There is good money to be made by those who bring on new renewable energy facilities.
What not many people know is that waste is currently the largest form of renewable energy in UK, accounting for 30 per cent of renewables or 1.5 per cent of total electricity. It has grown by 600 per cent over the past 10 years. This is from a combination of landfill gas power generation and energy from waste combustion (EFW). More importantly there is huge potential for further growth - the Institution of Civil Engineers estimate that waste could account for the equivalent of up to 17 per cent of total UK electricity.
Waste also has the benefit of providing base load capacity as typical ways of generating energy from waste will operate at full load for at least 80 per cent of the time (compared to only 20/30 per cent on an annual basis for wind). Waste is also a form of 'distributed energy generation' typically located close to the major centres of population or industry. So transmission costs and losses are lower than for certain other forms of renewables. This is not in any sense to decry other forms of renewables - we need every type we can get.
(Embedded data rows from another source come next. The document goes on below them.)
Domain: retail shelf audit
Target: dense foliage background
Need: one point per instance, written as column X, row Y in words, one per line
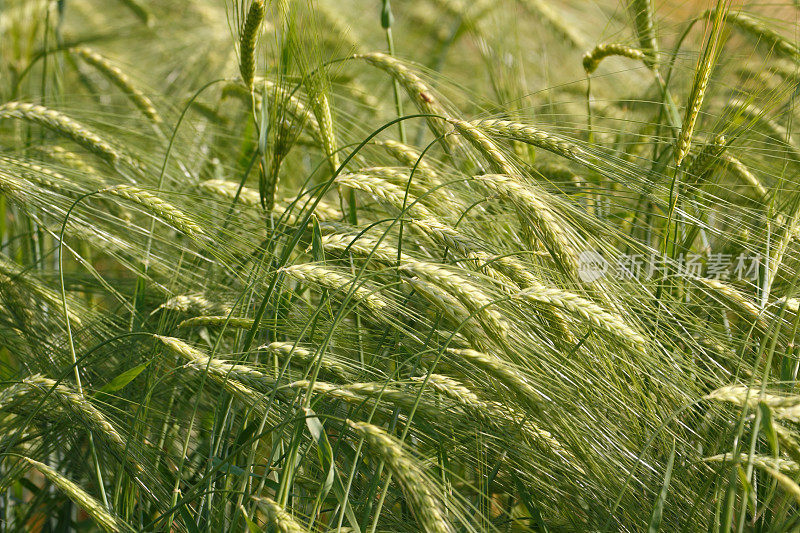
column 436, row 266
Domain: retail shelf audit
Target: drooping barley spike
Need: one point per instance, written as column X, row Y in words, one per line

However the opportunity to recover energy from waste is altogether much too big to ignore.
Looking forward, EFW will become an increasingly important source of energy as the UK seeks to meet its European Landfill Directive landfill diversion targets. As an example the 'Lakeside' EFW plant under construction at Colnbrook near Heathrow will have an electrical energy capacity of 37MW on waste inputs of around 400 thousand tonnes per annum. Other developing technologies will also play their part in energy generation eg gasification/pyrolysis and, for food waste, anaerobic digestion (AD).
The really big prize however is to find ways of recovering heat as well as electricity from waste. A combined heat and power (CHP) EFW plant can substantially increase the total energy recovery achieved. CHP is a well proven technology widely used in Scandinavia. Waste CHP is a rare animal in the UK, though the recently approved facility at the Ineos site in Runcorn is an example of what can be achieved. The Runcorn plant will have a waste input of around 750 thousand tonnes per annum, and a total energy capacity of around 100MW.
The financial incentives exist. 'Good quality' energy from waste CHP, such as the Runcorn facility, is eligible for ROCS
though the rules are complex. Good quality in this case refers to the thermal efficiency of the plant. At present the ROC incentive is on electrical power only and not on the heat; this has the perverse incentive of encouraging maximum electricity production rather then maximum total
energy from a combination of heat and electricity. A genuine support mechanism for "renewable heat" as well as electricity would greatly simplify matters and this formed part of the Government's recent consultation on the UK's renewable energy strategy (other forms of energy generation from waste such as anaerobic digestion, pyrolysis and gasification, even without heat recovery, are classed as "Advanced Conversion Technology (ACT), It is expected that all forms of ACT will be eligible for double ROCS).
The big issue is finding a use for the heat. The Ineos site has major industrial heat requirements but such sites are not that common in UK. That means we need to find other uses for the heat and here a bit of lateral thinking by councils and waste contractors is required. Uses could include district heating systems for apartments/housing (as in Scandinavia), commercial applications, swimming pools and leisure centres, greenhouses or something else. The normal thought is to try to put waste facilities away from other installations but maybe we have to be thinking of the opposite!
I fear this is yet another thing for councils and waste companies to think about. However the opportunity to make a
significant contribution to UK's renewable energy targets is too big to ignore.